Напуганная положением дел, королева решила распустить совет. У нее были заботы поважнее, чем выслушивать стенания тех, кто сослужил ей такую плохую службу. Ее мучили раскаяние и злость на саму себя. Она позволила герцогу Гизу провести ее. Теперь Екатерина знала, что дама у окна не была случайным совпадением, как бы ни хотелось ей в это верить. Ее послал туда герцог. Теперь он может быть доволен. Ценой кровавой бани ему удалось наконец отомстить за смерть отца. В этот момент Екатерина чувствовала себя самой беспомощной из королев.
28
Воскресенье, 24 августа, 00.45.
Лувр. Кордегардия
Как только во дворе послышались первые выстрелы, офицер Жан Лагариг понял, что либо кто-то нарушил приказ, либо гугеноты обо всем прознали. Не спрашивая разрешения командира, он решил действовать немедленно и внезапно атаковать дальние кварталы, куда выстрелы пока не доносились.
Вместе со своим отрядом он покинул королевский дворец и поспешно направился к своей цели. По улицам во всех направлениях двигались войска. Начиналось то, что капитан Нансей не без сарказма называл «предварительной чисткой». Лагариг приказал своим людям ускорить шаг. Он тоже торопился приступить к действиям. Путь до окраины занял не более получаса.

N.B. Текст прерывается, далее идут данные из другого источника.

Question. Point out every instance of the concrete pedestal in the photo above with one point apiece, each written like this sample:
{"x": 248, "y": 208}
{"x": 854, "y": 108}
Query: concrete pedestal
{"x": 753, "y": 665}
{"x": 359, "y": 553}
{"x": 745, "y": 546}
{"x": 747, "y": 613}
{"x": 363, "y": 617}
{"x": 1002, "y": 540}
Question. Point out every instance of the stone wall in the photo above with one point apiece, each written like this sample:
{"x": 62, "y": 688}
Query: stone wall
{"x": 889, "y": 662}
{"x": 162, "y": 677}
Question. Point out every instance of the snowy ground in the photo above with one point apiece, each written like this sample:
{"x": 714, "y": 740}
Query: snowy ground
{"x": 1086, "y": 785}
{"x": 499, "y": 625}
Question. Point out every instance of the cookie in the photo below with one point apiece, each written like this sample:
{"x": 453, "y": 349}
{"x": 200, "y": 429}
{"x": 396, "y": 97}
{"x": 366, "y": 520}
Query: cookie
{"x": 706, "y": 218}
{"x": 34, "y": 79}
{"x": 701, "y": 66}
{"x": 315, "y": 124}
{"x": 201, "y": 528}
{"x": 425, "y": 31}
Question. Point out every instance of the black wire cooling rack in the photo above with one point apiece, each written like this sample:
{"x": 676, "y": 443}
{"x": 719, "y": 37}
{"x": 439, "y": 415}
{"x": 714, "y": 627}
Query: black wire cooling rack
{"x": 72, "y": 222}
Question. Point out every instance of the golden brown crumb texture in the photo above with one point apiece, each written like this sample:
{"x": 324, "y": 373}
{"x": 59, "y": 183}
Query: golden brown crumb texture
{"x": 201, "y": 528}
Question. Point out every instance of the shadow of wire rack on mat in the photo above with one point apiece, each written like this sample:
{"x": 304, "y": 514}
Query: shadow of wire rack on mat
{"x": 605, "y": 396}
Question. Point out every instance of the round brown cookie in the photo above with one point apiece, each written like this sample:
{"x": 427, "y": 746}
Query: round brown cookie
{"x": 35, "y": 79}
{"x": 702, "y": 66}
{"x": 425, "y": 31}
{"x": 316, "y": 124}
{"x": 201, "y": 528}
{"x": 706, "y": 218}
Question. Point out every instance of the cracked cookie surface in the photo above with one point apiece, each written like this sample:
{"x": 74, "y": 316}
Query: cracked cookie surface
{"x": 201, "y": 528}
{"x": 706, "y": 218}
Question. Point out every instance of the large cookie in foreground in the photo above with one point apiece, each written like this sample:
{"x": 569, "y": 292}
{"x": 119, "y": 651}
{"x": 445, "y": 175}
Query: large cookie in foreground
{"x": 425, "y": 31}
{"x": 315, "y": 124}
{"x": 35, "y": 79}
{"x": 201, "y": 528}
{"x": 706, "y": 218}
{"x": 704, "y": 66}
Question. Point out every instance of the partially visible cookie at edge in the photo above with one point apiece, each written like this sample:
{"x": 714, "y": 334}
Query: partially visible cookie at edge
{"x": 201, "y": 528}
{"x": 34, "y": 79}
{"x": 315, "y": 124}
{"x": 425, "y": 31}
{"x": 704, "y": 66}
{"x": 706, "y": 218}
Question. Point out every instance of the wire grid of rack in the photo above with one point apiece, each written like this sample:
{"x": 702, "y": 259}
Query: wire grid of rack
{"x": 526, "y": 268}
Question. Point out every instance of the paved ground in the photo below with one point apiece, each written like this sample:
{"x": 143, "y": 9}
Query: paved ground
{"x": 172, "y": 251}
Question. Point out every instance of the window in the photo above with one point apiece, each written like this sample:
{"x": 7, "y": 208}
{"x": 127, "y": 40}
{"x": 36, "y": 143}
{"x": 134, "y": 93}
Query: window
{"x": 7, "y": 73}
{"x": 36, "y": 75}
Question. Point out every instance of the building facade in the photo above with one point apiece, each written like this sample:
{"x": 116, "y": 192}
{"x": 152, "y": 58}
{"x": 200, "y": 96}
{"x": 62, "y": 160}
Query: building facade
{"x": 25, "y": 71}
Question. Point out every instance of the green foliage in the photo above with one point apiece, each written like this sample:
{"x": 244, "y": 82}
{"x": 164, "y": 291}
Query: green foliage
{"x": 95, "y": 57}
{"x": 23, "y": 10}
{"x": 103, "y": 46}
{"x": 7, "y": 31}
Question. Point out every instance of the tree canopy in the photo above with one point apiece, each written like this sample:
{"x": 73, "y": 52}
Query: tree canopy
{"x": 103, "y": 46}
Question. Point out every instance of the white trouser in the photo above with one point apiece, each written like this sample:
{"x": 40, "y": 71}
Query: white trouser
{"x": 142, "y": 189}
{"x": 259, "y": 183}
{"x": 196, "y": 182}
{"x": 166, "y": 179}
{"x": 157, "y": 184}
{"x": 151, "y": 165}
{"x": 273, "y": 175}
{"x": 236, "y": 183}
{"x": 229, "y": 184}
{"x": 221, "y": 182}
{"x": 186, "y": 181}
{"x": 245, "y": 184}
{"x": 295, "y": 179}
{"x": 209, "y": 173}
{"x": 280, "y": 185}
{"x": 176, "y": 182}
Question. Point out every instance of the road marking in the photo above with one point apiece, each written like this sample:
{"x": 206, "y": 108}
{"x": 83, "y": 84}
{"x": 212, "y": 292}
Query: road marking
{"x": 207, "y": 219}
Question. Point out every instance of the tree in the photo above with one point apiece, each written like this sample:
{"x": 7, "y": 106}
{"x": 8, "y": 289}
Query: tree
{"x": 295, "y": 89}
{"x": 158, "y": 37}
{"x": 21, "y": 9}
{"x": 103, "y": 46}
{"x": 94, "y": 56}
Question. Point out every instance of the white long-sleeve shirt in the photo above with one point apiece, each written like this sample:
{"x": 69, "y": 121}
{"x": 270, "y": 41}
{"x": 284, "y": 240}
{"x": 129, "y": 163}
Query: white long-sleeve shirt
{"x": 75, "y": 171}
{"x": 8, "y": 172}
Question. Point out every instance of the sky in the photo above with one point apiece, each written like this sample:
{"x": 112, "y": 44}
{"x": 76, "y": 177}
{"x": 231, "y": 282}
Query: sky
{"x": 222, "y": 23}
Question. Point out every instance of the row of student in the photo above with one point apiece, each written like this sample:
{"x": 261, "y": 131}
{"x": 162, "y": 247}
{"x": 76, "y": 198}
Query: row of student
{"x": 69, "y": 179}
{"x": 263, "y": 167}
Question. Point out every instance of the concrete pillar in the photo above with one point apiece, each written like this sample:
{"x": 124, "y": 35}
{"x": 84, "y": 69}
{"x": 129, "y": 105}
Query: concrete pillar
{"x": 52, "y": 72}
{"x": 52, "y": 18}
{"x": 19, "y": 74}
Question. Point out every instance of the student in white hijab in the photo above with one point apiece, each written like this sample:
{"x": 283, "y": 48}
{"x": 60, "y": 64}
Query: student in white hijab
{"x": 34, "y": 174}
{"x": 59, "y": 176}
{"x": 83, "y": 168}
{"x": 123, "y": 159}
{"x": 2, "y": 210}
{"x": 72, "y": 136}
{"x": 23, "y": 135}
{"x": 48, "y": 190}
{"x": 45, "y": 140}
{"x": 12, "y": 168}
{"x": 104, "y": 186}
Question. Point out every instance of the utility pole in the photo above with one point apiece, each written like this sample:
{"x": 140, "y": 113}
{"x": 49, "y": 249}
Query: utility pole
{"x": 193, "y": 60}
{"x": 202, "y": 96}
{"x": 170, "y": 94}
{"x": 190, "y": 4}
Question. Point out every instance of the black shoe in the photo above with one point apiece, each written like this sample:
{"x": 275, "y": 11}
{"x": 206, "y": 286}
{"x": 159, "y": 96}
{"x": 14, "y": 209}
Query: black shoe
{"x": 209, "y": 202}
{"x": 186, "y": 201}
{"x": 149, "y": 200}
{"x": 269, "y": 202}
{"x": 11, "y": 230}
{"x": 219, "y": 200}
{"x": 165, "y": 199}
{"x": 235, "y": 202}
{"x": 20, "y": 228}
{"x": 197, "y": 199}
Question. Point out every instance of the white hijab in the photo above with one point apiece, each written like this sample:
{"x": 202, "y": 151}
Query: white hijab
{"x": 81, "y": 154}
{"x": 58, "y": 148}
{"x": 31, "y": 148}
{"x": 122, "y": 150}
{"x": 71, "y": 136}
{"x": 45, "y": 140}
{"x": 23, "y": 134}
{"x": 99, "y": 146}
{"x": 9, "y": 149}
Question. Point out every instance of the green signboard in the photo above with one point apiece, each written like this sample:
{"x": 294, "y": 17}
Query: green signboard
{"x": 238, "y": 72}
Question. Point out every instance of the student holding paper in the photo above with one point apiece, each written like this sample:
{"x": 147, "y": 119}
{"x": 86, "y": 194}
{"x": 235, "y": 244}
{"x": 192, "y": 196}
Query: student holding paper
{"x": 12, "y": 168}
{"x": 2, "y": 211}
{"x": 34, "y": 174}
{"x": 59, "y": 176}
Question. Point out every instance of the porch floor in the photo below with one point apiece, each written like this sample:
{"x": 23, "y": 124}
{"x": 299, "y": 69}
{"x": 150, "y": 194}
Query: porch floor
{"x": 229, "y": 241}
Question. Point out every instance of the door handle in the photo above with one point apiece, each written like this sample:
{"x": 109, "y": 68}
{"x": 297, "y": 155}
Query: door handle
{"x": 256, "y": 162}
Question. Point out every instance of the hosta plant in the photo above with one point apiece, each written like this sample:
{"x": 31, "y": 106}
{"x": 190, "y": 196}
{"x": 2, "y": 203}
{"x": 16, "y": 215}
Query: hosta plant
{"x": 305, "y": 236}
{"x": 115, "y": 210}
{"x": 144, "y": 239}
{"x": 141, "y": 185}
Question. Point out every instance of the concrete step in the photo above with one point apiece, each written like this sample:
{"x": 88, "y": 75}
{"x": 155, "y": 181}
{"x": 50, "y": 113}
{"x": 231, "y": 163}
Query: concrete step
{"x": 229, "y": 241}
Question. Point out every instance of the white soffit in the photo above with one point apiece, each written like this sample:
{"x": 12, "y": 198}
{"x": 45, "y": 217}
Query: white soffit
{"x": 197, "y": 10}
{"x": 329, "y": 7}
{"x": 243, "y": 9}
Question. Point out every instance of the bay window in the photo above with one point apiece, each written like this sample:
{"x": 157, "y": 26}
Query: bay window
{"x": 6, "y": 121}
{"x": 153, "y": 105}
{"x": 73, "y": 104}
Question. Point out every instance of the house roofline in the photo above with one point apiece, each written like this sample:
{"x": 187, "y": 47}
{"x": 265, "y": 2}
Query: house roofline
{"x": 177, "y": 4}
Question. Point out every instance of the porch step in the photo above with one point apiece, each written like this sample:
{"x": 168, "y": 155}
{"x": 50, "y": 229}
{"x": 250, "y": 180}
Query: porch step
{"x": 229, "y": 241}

Гвардейцы окружили квартал, чтобы отрезать жертвам пути к отступлению. Начальник отряда приказал обходить все дома, один за другим. Того, кто окажет сопротивление, убивать на месте, не раздумывая. Будут кричать о своей невиновности – им же хуже. Солдаты должны были наступать, постепенно сжимая кольцо, пока не дойдут до церкви Святого Христофора, возвышающейся посреди единственной площади квартала. Таким образом, ни один не уйдет от возмездия. Молодым офицером все больше овладевала жажда мести. Нако-нец-то король понял, что его терпимость по отношению к так называемой новой религии наносит оскорбление Господу. Священник говорил об этом в воскресной проповеди. А священник разбирается в таких вещах, он не может ошибаться.
Жан Лагариг кое-что добавил от себя, передавая своим людям полученные им указания. Он сказал им так:
– Спрашивайте каждого: «Католик или протестант?» Тех, кто без колебаний ответит «католик», оставляйте в покое. Но перед тем, как идти в следующий дом, не забудьте спросить, не укрывают ли у себя гугенотов они или их соседи. Тех же, кто с гордостью заявит «протестант», рубите безжалостно. Тех, кто замешкается с ответом, тоже убивайте. Чтобы не говорили потом, что эти проклятые вероотступники сумели нас обмануть.
– А если мы наткнемся на аппетитную протестантскую бабенку? Можно нам поразвлечься с ней, прежде чем отправить ее в преисподнюю? – спросил один из солдат, маленький и уродливый, с длинными сальными волосами и выбитыми передними зубами.
– Заткнись, Лафиг, – сердито бросил Жан Лагариг, – если застану тебя с расстегнутыми штанами, сделаю евнухом. Клянусь.
Солдат Лафиг бросил на своего командира взгляд, полный ненависти, думая про себя: «Чертов ханжа».
– Нет, он точно никогда не знал женщины, – прошептал он стоящему рядом товарищу, кивая на офицера, – вечно таскает с собой молитвенник. Ему бы попом быть, а не солдатом.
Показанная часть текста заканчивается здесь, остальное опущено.